The op amps have zero output impedance, but because they spec 50k that probably means that the output has 50k in series with it, and that in turn means that there will be a change in input impedance with load and with input voltage in the closed loop mode.

It would be better if you would state how you would start it, that way we would have better idea what is required. Sometimes the previous course work dictates how we go about solving some of these problems. Ypu are the only one that would have that info on hand.

#### ErnieM

Joined Apr 24, 2011
8,167
Your suspicion the source impedance affects the signal is correct. Essentially it forms a voltage divider with the first stage input impeadance.

It is that reduced signal that is amplified.

Another way to look at this is the source impeadance is in series with the amp input resistance, so the effective R1 is greater, hence the gain is lower.

That is two ways to analyze the circuit that should give the same resultant gain of the first stage.

For part II I have no idea what loop is being closed.

Part iii leaves me perplexed as I would first determine the gain of the system to determine the equivalent.

#### MrAl

Joined Jun 17, 2014
8,353
Your suspicion the source impedance affects the signal is correct. Essentially it forms a voltage divider with the first stage input impeadance.

It is that reduced signal that is amplified.

Another way to look at this is the source impeadance is in series with the amp input resistance, so the effective R1 is greater, hence the gain is lower.

That is two ways to analyze the circuit that should give the same resultant gain of the first stage.

For part II I have no idea what loop is being closed.

Part iii leaves me perplexed as I would first determine the gain of the system to determine the equivalent.
Hi,

The only thing that would make sense is if the output was connected to the input to form the loop.
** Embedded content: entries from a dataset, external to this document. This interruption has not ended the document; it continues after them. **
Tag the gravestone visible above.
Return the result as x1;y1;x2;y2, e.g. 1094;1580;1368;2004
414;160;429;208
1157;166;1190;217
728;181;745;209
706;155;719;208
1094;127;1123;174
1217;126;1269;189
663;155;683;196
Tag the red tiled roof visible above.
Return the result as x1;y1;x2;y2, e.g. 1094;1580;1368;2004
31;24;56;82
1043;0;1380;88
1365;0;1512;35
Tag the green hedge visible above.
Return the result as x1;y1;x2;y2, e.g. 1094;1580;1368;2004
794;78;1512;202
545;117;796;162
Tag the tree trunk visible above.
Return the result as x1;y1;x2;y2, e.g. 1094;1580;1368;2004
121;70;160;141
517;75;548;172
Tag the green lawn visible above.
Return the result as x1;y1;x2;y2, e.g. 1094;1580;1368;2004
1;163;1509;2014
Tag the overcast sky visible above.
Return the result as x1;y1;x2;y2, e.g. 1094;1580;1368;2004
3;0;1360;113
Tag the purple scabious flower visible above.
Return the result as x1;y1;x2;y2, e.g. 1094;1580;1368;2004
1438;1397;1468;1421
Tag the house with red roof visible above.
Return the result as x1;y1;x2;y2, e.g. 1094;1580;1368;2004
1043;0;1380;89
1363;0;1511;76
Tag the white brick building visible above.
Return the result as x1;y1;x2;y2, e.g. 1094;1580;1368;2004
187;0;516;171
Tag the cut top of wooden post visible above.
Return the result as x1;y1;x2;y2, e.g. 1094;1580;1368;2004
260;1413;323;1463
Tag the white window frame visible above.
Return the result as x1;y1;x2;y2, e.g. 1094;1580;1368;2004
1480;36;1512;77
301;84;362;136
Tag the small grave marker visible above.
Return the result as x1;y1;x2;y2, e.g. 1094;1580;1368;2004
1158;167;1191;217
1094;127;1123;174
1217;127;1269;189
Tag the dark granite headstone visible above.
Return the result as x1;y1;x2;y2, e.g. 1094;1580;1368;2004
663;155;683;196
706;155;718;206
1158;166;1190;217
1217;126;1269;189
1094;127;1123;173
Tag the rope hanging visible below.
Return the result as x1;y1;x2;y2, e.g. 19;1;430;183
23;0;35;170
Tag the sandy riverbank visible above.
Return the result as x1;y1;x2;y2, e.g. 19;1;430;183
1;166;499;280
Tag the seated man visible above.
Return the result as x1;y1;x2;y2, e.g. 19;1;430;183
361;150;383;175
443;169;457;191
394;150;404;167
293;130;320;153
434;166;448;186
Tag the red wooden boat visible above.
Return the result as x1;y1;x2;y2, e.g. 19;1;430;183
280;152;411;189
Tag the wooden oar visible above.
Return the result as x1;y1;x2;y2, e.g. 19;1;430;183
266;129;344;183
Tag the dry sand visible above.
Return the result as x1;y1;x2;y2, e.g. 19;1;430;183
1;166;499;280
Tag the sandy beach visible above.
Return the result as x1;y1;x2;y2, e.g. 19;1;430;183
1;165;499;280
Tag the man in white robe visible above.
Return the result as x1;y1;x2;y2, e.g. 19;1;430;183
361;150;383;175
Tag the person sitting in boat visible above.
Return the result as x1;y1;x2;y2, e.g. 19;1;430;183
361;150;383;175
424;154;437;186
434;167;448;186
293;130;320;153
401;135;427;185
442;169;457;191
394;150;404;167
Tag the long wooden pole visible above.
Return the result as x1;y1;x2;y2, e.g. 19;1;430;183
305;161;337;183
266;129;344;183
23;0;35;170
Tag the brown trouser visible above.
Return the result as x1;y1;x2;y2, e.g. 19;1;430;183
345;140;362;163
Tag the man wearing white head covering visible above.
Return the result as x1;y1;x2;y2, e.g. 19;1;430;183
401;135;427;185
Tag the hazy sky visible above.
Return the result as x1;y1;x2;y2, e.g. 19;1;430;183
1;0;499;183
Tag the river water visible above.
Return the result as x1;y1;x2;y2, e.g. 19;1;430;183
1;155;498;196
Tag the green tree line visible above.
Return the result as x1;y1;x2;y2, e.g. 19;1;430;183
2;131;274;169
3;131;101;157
The output resistance would be connected to the input forming a closed loop. That would be a typical connection scheme too.

#### The Electrician

Joined Oct 9, 2007
2,846
Hi,

The only thing that would make sense is if the output was connected to the input to form the loop. The output resistance would be connected to the input forming a closed loop. That would be a typical connection scheme too.
As I read the problem, only the signal source has 50k output impedance; the opamps have zero output impedance.

#### MrAl

Joined Jun 17, 2014
8,353
As I read the problem, only the signal source has 50k output impedance; the opamps have zero output impedance.
Hello,

Yes i agree, it looks like the 50k is the output impedance of the signal source at the input. I was looking for a way to make this question make sense, which now i am thinking that it is just very poorly posed. For example, with zero output impedance (of the whole amp itself) when the loop is closed the output will short out the input, unless there is some theoretical license we dont really know about here, which we could only know from previous work in the course.

#### WBahn

Joined Mar 31, 2012
26,398
About the only way that I can see that it makes sense is for the reader to assume the topology of each amplifier (i.e., the classic inverting and non-inverting topologies) and then use the values for the gain and the feedback resistor to determine the value of the other resistor. That may make sense within the context of the material that has been covered thus far.